It’s not often I agree with Paul Sherwen, but when he began talking about the carnage that left riders and dreams strewn over the infamous cobbles during Stage 5 of the Tour de France, I seconded everything he said.
“The way you approach a stage like that is very important,” he said.
He went on to say that some riders were ready to fight and others just weren’t. That may seem a little unfair, as several riders did look hungry and focused but still came a cropper on the wet roads and cobbles.
However, not every crash is just bad luck.

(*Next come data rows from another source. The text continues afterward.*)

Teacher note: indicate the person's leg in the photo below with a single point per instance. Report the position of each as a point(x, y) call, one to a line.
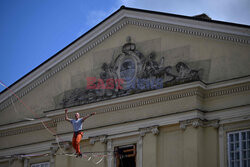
point(78, 140)
point(74, 142)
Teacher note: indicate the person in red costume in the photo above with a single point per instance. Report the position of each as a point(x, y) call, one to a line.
point(77, 126)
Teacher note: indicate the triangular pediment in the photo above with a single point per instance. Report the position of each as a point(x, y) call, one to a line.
point(60, 72)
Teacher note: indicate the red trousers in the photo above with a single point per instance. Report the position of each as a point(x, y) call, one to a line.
point(76, 141)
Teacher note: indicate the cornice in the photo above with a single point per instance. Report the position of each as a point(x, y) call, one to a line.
point(125, 103)
point(119, 21)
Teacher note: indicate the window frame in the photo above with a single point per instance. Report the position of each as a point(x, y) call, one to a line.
point(42, 163)
point(240, 146)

Most in fact, unless it’s a case of being caught up behind others in front who have already gone down, are the result of a loss of focus. We saw it on Thursday several times, where 20 riders or more went around the same corner but only one or two took a tumble.
Look at Lance Armstrong, in what I tentatively will call his heyday, and see how seldom he crashed or even punctured. Juiced up higher than the man from Del Monte he may have been, but you cannot deny that his powers of concentration were phenomenal.
The rider who won the stage that harked back to the great Paris-Roubaix and Tour stages of old, Lars Boom, wasn’t sat there on his saddle obsessed with crashing or so stressed that he lost focus. Yes, he did go around several corners very slowly indeed but that was evidence not of a fearful rider but of a man riding to his limits and not beyond.
If he had gone beyond, he’d have crashed.
Several riders were thrilled that Stage 5 was shortened due to the wet conditions, but others would have been less so. Men like Fabian Cancellara, Peter Sagan and Lars Boom certainly would not have been, for here was a chance not just to take a stage win but also to take yellow, and to hold it for some time.
Two riders who would have been very happy with the news of the cut of two of the hardest pave sections were Alberto Contador and Chris Froome, and yet the foreshortening did very few favours for the Spaniard and absolutely none for the Kenyan-born Briton.
Cancellara made his views of the possibility of a cut in the route clear on Tuesday, in an exclusive interview with CyclingNews.
“I hope nobody crashes and loses a chance of winning the Tour de France because of what happens on the pave,” he said.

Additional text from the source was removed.